Interestingly, Delhi hardly seems to mind. The breakthrough, in fact, came in April when Commerce secretary Rahul Khullar travelled to Islamabad to talk to his counterpart Zafar Mahmood.
Punjabi happened to be a common language between the two men, and even between large parts of the two delegations, but according to one source who was present, “it was the fundamental change taking place inside Pakistan that was the most important thing to behold.”
Both Commerce secretaries agreed that they would take this “non-discriminatory regime” idea forward when Zafar Mahmood came to Delhi for talks around November. In the meantime, Delhi got cracking with conducting a study on the impact of the so-called “positive list” that exists between India and Pakistan, about 1,938 items, and what would happen if this list were to be substantially scrapped.
In the Prime Minister’s Office, too, the idea that trade and commerce should be used as the bait to draw the neighbourhood closer gradually began to take hold. While Bangladesh has been a perfect example of that policy, the difference between Pakistan and Bangladesh is that Dhaka currently has an India-friendly government in place.

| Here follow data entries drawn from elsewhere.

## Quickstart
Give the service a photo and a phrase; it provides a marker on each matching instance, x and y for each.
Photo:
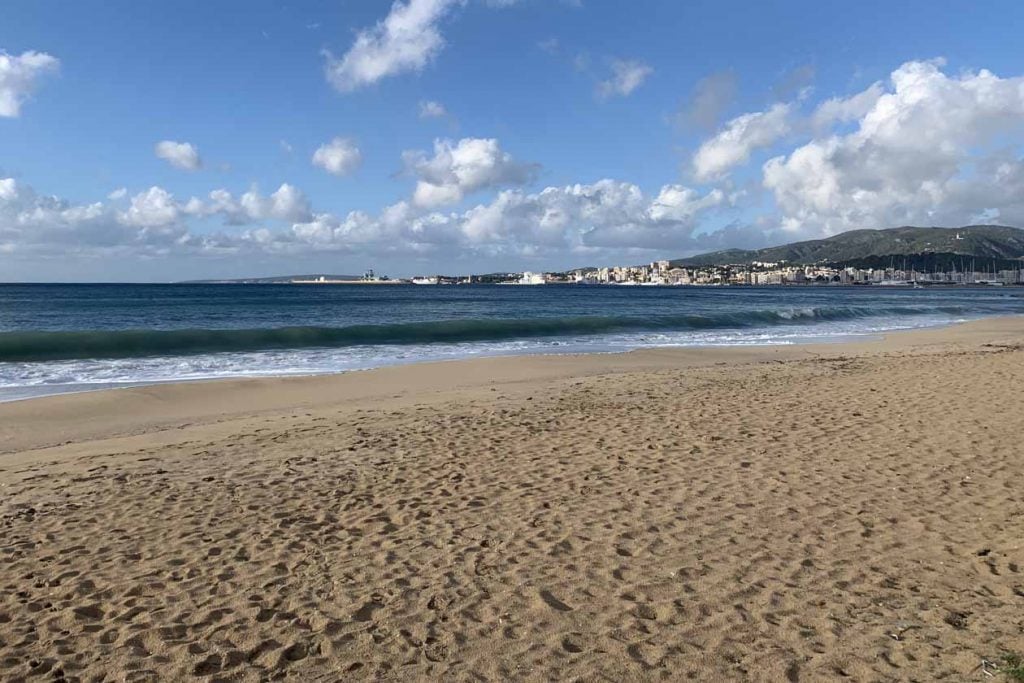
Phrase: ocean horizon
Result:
(66, 338)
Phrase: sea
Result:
(65, 338)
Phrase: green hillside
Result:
(928, 245)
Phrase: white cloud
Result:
(712, 95)
(733, 144)
(154, 208)
(585, 218)
(18, 77)
(932, 148)
(179, 155)
(604, 215)
(627, 76)
(845, 110)
(339, 157)
(432, 110)
(923, 147)
(458, 169)
(406, 40)
(288, 203)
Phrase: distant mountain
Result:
(920, 247)
(278, 280)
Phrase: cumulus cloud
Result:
(712, 95)
(627, 76)
(606, 214)
(179, 155)
(19, 76)
(339, 157)
(922, 147)
(586, 218)
(458, 169)
(432, 110)
(288, 203)
(845, 110)
(403, 41)
(931, 148)
(738, 138)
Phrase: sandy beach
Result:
(793, 513)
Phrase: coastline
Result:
(52, 420)
(772, 513)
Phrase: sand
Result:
(784, 514)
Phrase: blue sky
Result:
(563, 133)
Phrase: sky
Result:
(155, 141)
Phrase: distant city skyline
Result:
(431, 136)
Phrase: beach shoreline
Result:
(765, 513)
(176, 400)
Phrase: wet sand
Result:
(778, 514)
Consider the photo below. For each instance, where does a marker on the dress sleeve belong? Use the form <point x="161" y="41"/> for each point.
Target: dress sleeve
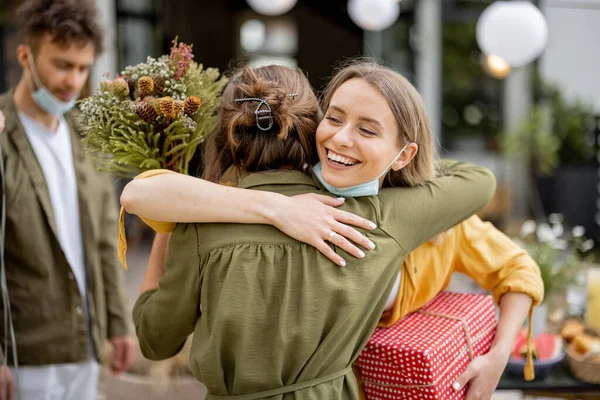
<point x="413" y="215"/>
<point x="166" y="316"/>
<point x="495" y="262"/>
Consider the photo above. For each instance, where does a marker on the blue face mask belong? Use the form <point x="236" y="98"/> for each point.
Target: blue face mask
<point x="370" y="188"/>
<point x="44" y="98"/>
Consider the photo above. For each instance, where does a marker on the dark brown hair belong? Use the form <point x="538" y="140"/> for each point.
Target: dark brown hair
<point x="237" y="140"/>
<point x="66" y="21"/>
<point x="408" y="108"/>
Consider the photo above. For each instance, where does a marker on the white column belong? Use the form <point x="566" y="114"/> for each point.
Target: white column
<point x="107" y="61"/>
<point x="428" y="21"/>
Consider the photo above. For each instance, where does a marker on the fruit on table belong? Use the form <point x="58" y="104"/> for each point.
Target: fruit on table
<point x="546" y="346"/>
<point x="583" y="344"/>
<point x="572" y="329"/>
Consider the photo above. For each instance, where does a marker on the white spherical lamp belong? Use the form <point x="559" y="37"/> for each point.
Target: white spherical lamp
<point x="515" y="31"/>
<point x="374" y="15"/>
<point x="496" y="66"/>
<point x="272" y="7"/>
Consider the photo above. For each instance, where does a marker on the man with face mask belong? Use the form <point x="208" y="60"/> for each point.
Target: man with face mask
<point x="64" y="281"/>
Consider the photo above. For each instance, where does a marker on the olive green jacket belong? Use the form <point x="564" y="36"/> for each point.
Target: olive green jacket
<point x="47" y="309"/>
<point x="272" y="317"/>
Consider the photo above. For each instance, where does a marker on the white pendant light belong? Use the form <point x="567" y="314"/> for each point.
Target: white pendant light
<point x="496" y="66"/>
<point x="515" y="31"/>
<point x="374" y="15"/>
<point x="272" y="7"/>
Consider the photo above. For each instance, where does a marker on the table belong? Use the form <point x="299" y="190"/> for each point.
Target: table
<point x="558" y="383"/>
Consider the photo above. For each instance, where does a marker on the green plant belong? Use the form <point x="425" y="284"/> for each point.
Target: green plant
<point x="556" y="132"/>
<point x="559" y="253"/>
<point x="153" y="115"/>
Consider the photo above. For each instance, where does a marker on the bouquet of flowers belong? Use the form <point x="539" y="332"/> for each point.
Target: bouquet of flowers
<point x="152" y="115"/>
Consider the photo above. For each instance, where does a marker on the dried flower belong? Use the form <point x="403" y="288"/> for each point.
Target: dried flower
<point x="120" y="87"/>
<point x="165" y="106"/>
<point x="106" y="86"/>
<point x="192" y="105"/>
<point x="145" y="86"/>
<point x="159" y="84"/>
<point x="177" y="108"/>
<point x="180" y="58"/>
<point x="145" y="111"/>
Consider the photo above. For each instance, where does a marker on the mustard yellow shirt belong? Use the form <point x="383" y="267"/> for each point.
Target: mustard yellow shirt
<point x="478" y="250"/>
<point x="474" y="248"/>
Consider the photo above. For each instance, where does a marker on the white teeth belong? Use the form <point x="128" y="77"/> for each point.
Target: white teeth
<point x="339" y="158"/>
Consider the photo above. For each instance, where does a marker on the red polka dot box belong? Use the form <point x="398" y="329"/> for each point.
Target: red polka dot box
<point x="421" y="355"/>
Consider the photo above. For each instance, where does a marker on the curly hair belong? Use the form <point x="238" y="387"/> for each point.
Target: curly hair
<point x="67" y="21"/>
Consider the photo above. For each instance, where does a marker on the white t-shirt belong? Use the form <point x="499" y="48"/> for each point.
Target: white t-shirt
<point x="392" y="297"/>
<point x="55" y="155"/>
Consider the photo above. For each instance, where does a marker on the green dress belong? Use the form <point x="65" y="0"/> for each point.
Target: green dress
<point x="272" y="317"/>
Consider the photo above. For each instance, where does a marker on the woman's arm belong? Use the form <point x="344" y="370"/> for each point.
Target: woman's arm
<point x="156" y="263"/>
<point x="495" y="262"/>
<point x="165" y="314"/>
<point x="483" y="373"/>
<point x="307" y="218"/>
<point x="414" y="215"/>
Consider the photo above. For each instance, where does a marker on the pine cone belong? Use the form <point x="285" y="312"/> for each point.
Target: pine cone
<point x="120" y="87"/>
<point x="131" y="85"/>
<point x="145" y="111"/>
<point x="177" y="109"/>
<point x="159" y="84"/>
<point x="165" y="106"/>
<point x="192" y="105"/>
<point x="145" y="86"/>
<point x="106" y="86"/>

Last week’s foreign minister-level talks saw India unveil this gambit : The focus was on trade across the Line of Control, in deference to what the people of Kashmir would want. And since Pakistan had been obsessed with “Kashmir” since 1947, how could it possibly refuse cross-LoC measures that India was proposing?
Then there was the reference to increased trade across the international border at Wagah-Attari. The foundation of this enhanced trade had been laid during the Khullar-Mahmood talks in April. Both sides had, at the time, agreed that an integrated check-post should come up sooner than later at Wagah-Attari, enabling more trucks to be parked there.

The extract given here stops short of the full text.